Hanin menggeleng lagi, merasa percuma untuk berdebat. "Aku nggak mau ribut, Dina. Kalau kamu masih punya masalah, bicarakan
saja sama Ko Yusuf." Dina mendekat lagi, membuat Hanin mundur hingga punggungnya hampir menyentuh dinding toko.
"Dengar, Hanin," bisik Dina dengan suara rendah tapi penuh ancaman. "Aku nggak bakal lupa ini. Kamu pikir hidup kamu aman- aman aja? Jangan harap."
Hanin merasa bulu kuduknya meremang mendengar kata- kata Dina. Tapi sebelum ia bisa menjawab, suara berat memecah suasana tegang itu.
"Hei! Ada apa ini?"
Ko Yusuf muncul dari dalam toko, ekspresinya bingung sekaligus kesal. Ia menatap Dina tajam, lalu beralih pada Hanin.
"Hanin, kamu nggak pulang?"
Hanin segera melangkah menjauh dari Dina, dengan kehadiran Ko Yusuf.
"Iya, Ko. Saya mau pulang."
Dina mendengkus, lalu berbalik ke arah Ko Yusuf.

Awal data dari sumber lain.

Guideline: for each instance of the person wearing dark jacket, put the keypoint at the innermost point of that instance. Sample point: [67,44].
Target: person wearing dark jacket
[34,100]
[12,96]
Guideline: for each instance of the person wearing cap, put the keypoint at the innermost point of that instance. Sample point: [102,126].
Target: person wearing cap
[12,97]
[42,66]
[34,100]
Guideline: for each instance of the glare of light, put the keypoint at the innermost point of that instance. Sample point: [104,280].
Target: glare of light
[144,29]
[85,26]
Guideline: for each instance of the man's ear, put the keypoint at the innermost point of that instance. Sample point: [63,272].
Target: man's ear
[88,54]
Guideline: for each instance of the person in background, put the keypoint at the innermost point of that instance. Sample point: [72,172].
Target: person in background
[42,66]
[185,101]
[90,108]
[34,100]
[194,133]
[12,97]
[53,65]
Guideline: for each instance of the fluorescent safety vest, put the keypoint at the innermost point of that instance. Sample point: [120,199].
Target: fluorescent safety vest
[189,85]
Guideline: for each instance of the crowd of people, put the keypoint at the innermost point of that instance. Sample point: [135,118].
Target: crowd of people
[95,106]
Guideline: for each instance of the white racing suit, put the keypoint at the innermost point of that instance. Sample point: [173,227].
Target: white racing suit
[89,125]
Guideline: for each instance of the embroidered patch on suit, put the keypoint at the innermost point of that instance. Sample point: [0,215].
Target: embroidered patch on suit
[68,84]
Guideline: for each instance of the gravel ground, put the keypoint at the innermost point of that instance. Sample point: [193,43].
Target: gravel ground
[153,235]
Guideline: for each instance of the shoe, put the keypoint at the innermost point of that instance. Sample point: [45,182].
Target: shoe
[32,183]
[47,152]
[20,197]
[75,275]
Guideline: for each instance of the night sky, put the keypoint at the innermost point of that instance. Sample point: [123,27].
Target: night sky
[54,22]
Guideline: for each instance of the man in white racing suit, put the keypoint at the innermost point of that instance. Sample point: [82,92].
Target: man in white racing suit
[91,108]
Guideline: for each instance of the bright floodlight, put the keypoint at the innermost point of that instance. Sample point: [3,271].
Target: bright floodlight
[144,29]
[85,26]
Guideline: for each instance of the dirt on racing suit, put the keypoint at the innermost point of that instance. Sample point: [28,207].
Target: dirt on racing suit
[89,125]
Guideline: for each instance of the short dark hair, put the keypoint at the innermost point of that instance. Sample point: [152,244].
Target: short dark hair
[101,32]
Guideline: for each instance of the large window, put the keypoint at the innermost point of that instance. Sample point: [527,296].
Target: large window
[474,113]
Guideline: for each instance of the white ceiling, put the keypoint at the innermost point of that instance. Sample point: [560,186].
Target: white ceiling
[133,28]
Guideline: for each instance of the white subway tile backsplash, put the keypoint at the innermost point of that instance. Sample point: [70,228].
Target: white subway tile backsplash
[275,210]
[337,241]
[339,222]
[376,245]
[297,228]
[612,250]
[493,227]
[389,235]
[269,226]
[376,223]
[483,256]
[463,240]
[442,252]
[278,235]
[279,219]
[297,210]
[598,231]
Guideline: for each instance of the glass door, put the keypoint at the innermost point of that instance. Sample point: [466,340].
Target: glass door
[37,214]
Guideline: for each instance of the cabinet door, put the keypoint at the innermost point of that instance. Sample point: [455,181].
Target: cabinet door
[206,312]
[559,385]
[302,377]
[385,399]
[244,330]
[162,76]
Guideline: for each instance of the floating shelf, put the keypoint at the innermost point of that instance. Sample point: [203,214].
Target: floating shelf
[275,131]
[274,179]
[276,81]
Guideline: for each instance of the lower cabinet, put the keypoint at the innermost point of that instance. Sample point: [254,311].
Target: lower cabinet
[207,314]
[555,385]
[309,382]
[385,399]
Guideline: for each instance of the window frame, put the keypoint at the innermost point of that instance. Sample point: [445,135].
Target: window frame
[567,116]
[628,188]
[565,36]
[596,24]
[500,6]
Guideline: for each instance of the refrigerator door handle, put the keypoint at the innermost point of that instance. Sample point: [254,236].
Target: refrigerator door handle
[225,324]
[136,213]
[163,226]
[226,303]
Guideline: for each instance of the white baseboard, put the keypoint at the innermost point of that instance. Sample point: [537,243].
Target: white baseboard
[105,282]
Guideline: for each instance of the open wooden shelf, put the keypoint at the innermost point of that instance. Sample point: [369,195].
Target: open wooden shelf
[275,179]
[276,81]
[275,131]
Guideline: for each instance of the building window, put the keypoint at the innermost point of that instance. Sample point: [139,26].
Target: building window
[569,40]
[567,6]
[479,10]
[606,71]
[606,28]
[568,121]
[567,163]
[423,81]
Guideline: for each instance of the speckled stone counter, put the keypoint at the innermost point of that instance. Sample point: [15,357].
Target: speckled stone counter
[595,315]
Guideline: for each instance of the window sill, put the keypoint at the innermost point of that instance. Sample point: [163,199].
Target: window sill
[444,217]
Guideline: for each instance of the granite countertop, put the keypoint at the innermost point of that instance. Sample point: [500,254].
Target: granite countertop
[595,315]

"Saya cuma mau bicara sama Hanin, Ko. Itu aja."
"Bicara atau bikin masalah?" potong Ko Yusuf dengan nada tegas."Dina, kamu udah nggak kerja disini. Jangan ganggu karyawan saya lagi. Kalau kamu ada urusan, kita bicarakan baik- baik. Jangan kayak gini."
Dina menatap Ko Yusuf dengan sorot marah, tapi ia tidak menjawab. Setelah beberapa detik hening, ia berbalik pergi sambil melontarkan pandangan tajam terakhir pada Hanin.

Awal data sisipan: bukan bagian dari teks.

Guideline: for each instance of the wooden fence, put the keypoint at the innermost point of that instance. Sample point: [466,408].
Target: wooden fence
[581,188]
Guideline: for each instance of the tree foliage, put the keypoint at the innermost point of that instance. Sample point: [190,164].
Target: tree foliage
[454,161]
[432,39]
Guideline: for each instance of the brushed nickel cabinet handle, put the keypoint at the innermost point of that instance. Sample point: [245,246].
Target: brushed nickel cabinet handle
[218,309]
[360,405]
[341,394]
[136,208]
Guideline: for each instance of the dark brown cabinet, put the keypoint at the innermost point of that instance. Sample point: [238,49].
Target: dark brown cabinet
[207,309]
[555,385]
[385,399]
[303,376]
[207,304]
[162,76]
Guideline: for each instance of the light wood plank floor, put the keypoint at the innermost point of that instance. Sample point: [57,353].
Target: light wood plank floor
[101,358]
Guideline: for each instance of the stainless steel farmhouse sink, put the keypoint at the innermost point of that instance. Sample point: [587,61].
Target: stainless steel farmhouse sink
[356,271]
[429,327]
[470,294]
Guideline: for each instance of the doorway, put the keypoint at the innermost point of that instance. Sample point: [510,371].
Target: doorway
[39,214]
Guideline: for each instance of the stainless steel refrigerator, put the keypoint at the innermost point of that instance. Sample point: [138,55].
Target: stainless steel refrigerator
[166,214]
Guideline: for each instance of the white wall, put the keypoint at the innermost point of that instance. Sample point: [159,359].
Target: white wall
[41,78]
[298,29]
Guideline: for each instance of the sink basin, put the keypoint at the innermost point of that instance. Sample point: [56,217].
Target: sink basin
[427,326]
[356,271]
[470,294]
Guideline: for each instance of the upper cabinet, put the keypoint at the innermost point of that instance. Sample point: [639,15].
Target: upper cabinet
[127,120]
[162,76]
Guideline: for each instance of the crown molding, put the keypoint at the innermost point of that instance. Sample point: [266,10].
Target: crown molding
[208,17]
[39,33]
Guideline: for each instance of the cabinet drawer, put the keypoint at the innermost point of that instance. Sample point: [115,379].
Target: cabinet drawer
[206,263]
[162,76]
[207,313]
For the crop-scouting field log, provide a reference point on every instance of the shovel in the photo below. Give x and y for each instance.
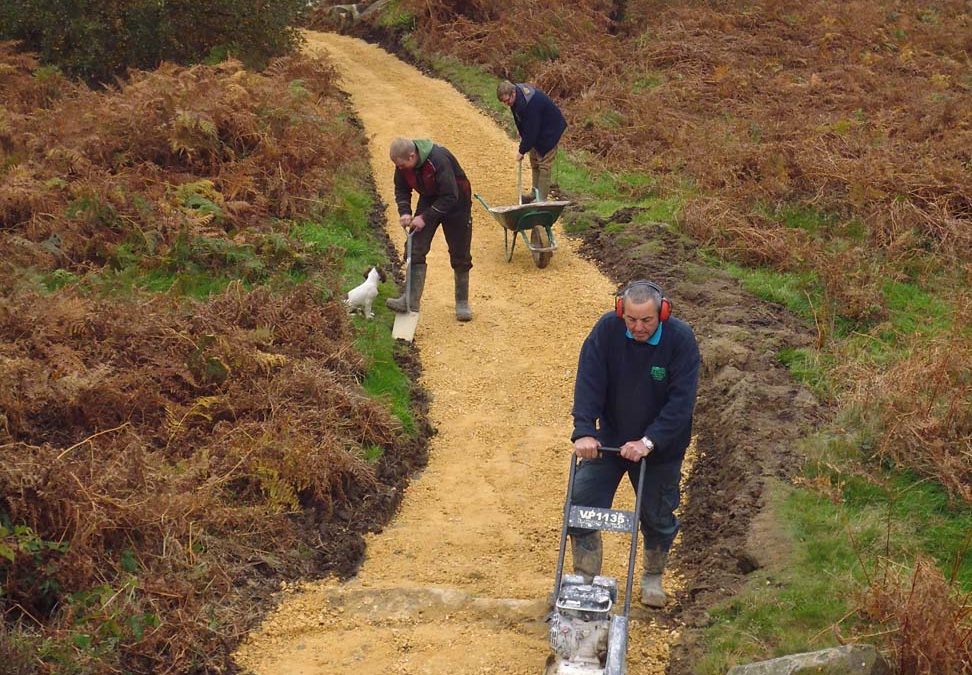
(405, 324)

"Ini belum selesai," gumam Dina pelan, tapi cukup jelas untuk didengar Hanin sebelum ia menghilang di kegelapan malam.
Ko Yusuf menatap Hanin dengan alis terangkat. "Kamu nggak apa- apa?"

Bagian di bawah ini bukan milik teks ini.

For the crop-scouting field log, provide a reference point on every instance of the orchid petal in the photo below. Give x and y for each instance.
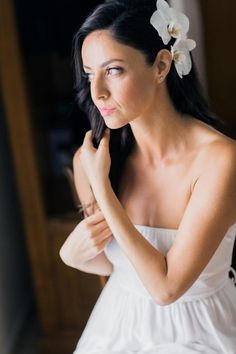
(180, 19)
(161, 26)
(185, 66)
(188, 44)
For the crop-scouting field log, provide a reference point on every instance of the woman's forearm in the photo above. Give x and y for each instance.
(149, 263)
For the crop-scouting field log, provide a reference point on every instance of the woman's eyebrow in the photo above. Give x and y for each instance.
(105, 63)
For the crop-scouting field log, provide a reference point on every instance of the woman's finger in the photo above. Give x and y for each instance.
(88, 143)
(104, 143)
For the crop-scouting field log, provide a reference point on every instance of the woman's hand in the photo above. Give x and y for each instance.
(86, 241)
(96, 162)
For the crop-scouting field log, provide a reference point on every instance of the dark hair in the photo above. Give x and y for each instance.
(129, 23)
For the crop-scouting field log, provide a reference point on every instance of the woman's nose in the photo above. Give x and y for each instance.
(99, 89)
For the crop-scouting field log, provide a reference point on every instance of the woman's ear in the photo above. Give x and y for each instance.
(162, 64)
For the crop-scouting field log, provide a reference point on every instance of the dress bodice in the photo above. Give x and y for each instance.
(212, 278)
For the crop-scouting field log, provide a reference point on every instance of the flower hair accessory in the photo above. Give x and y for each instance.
(170, 23)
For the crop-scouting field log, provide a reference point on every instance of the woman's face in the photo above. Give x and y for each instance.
(123, 86)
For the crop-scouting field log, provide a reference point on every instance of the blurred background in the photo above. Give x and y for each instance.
(44, 305)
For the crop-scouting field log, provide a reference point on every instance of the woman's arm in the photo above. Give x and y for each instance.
(210, 212)
(100, 264)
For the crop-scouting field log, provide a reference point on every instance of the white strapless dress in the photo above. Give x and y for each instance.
(126, 320)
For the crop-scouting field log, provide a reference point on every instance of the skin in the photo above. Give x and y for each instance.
(168, 168)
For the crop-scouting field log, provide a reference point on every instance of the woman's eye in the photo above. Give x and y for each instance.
(88, 76)
(113, 71)
(110, 71)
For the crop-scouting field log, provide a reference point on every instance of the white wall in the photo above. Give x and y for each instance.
(16, 295)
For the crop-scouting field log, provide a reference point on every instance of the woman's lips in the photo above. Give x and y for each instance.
(107, 111)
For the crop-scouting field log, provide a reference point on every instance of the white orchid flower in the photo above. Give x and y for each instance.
(181, 56)
(169, 23)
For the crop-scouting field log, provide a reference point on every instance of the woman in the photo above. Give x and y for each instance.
(163, 184)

Hanin mengangguk, meski hatinya masih berdebar. "Saya nggak apa- apa, Ko. Cuma sedikit kaget."
Ko Yusuf menghela napas."Hati- hati, ya. Kalau dia ganggu lagi, bilang saya. Kamu mau saya antar pulang?"
Hanin menggeleng cepat. "Nggak usah, Ko. Rumah saya dekat. Saya bisa sendiri."
Apa jadinya kalau ia diantar pria lain? Bisa jadi trending topik lagi nanti. Hanin part 2!
Ko Yusuf mengangguk, meski masih terlihat khawatir. "Oke, tapi hati- hati di jalan."
Hanin mengangguk lagi sebelum melangkah pulang. Namun, di sepanjang perjalanan, ucapan Dina terus terngiang di kepalanya.
"Ini belum selesai."
Hanin menggenggam tasnya erat-erat, merasa bahwa ancaman itu lebih dari sekadar kata-kata kosong.